A phase II study of oxaliplatin with low dose leucovorin and bolus and continuous infusion 5-fluorouracil (modified FOLFOX-4) as first line therapy for patients with advanced gastric cancer

To determine the activity and toxicities of a low dose leucovorin ( ldLV) plus fluorouracil ( 5-FU) regimen, combined with oxaliplatin administered fortnightly ( modified FOLFOX-4), as a first-line therapy for patients with advanced gastric cancer.

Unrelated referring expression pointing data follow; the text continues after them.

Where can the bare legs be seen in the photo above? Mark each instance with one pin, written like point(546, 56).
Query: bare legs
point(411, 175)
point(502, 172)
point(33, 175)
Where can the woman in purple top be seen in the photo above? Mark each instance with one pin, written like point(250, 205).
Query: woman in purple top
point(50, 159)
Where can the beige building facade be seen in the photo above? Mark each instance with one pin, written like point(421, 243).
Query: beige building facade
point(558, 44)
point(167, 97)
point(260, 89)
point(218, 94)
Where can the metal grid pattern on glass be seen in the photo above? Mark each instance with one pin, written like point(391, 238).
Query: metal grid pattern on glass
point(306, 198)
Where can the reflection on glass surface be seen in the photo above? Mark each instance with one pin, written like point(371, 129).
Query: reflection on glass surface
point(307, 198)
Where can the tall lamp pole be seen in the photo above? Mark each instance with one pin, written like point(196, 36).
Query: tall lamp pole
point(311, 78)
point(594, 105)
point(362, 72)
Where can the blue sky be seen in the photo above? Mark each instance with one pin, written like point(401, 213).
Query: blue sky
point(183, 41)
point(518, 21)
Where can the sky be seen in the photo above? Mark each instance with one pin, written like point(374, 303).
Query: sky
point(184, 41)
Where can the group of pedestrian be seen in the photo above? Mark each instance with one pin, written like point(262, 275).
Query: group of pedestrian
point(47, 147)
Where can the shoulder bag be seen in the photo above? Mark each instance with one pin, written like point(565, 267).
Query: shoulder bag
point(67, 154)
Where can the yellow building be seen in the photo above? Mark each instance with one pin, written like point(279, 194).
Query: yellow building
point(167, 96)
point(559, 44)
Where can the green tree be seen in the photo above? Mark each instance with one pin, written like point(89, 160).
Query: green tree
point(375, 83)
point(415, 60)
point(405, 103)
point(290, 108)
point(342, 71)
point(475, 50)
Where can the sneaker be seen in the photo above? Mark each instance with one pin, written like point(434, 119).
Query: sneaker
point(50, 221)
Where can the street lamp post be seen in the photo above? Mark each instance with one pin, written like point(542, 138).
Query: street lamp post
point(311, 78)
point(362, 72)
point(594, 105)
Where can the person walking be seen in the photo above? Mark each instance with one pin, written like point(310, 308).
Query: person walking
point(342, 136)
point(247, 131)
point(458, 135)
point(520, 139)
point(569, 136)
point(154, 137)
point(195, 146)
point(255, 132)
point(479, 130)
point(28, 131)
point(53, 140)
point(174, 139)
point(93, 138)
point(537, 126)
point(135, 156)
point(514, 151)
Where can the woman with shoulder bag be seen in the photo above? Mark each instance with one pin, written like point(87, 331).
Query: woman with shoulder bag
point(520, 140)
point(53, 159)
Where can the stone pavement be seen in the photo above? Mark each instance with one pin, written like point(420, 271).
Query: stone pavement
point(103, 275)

Patients were treated with cycles of oxaliplatin 85 mg/m(2) on day 1 plus LV 20 mg/m(2), followed by 5-FU a 400 mg/m(2) bolus and a 22 hour continuous infusion of 600 mg/m(2) 5-FU on days 1-2 every two week intervals. Forty-five patients were enrolled in this study. Forty-two patients were assessable for response. One of the 42 patients demonstrated complete response, and 20 partial responses, and overall response rate of 50%. The median time to progression and overall survival time were 7.7 months ( 95% CI: 3.6-11.9 months) and 11.2 months ( 95% CI: 9.1-13.3 months), respectively. Major hematologic toxicities included grade 1-2 anemia ( 39.7%), neutropenia ( 30.4%) and grade 3-4 neutropenia ( 10.9%). Twelve cycles were associated with neutropenic fever. The most common non-hematological toxicities were grade 2 nausea/vomiting ( 20%). There was no treatment related death. The modified FOLFOX-4 regimen was found to be a safe and effective first line therapy in advanced gastric cancer.